In that subculture, of course, Ks and Big Ps could be all sorts of things...

Seriously, I think that they're actually getting frightened. No, not them. The Met (itself no stranger to the K or the Big P).

If anyone is ever charged, despite the incontrovertible fact of the sale of knighthoods and peerages over long years and including by both main parties at present, then, 18 months down the line, the Met would be looking, at best (yes at best!) at subjugation to the Mayor for London and to the Greater London Authority, and quite possibly at separate constabularies for each London Borough. And no more Ks or Big Ps.

They've been warned, and they've heeded the warning. Hence no caution when interviewing the man who must be guilty if anyone else is, as someone else clearly must be: they wouldn't dare charge him, so they can't and won't charge anyone.

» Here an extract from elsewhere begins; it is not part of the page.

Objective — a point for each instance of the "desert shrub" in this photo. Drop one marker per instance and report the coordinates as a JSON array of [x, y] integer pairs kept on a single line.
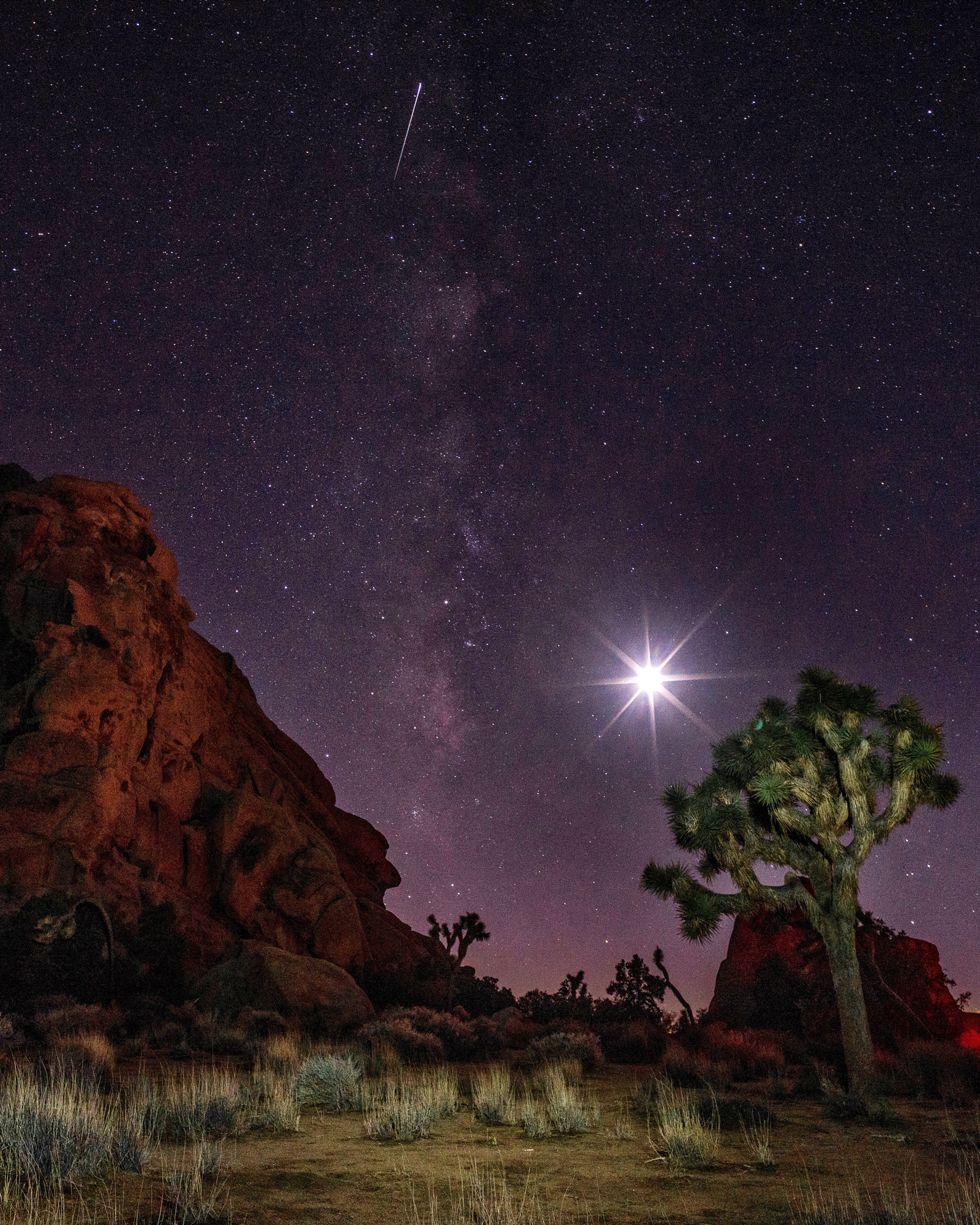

Ks and Big Ps all round, then?

1 comment:

  1. Are you seriously suggesting that kighthoods and peerages are not sold in this way? It's just that the Police have ignored it up to now, because no one has made a formal complaint.

    And no one ever got a peerage without the approval (however grudging) of the Prime Minister.

    The Met have given up on this (otherwise they'd have had to caution Blair), and shame on them for doing so. On reflection, it isn't even to save the Met (although there is that element): it's just because senior Met officers expect their own Ks and Big Ps as perks of the job, and have been warned that there will be no more unless this matter is dropped. So it has been.